Fabrizio Fidati tests a temperature-sensitive prosthetic arm.

EPFL Calet

A man whose right arm was amputated below the elbow has been able to sense heat and cold in his missing hand using a prosthetic arm modified with thermal sensors.

After amputation, some people may still feel a sense of touch and pain in their missing arm or leg, known as a phantom limb. Sometimes, these sensations may originate from nerve endings in the residual upper limb.

The prosthesis works by applying heat or cold to the skin of the upper arm at specific locations, which creates a thermal sensation in the phantom’s hand.

“In previous research, we’ve shown the presence of these spots in the majority of patients we’ve treated,” he says. Solomon Shakur at the Swiss Federal Institute of Technology in Lausanne.
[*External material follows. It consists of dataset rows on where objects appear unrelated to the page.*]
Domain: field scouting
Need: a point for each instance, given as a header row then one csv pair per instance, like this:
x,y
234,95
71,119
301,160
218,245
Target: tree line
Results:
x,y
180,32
First, Shukur and his colleagues mapped spots on study participant Fabrizio Fadati’s upper arm that generated sensations in different parts of his phantom hand. Then they adapted his existing prosthetic hand and socket with sensors and devices that can be heated or cooled, called thermods.

Tests show that Fidati can identify hot, cold or ambient temperature bottles with 100 percent accuracy by touching them with his modified prosthetics. When the thermal sensor was turned off in the synthetic, its accuracy dropped to one-third.

The prosthesis also allowed Fadati to successfully distinguish, while blindfolded, glass, copper and plastic from touch with just over two-thirds of the accuracy – just like his uninjured left hand. It’s like

In a separate study published recently, Shukur and his colleagues showed that amputees using a temperature-sensitive prosthesis It can detect whether objects are wet or dry.

“We could give the amputated babies a sense of humidity and … they were just as good at detecting different levels of humidity as they were with their hands,” Shukur says.

Omid Kavihi The University of Sydney, Australia, says the research could one day have applications beyond artificial objects, such as giving robots a greater range of physical sensations.

“This is extraordinarily important work,” he says. However, he cautions that this was not a clinical trial and wonders how well the technology will work in the real world, where hot and cold weather abounds.

“I would like to see how the device performs in a hot and humid place like Singapore,” says Kavihi.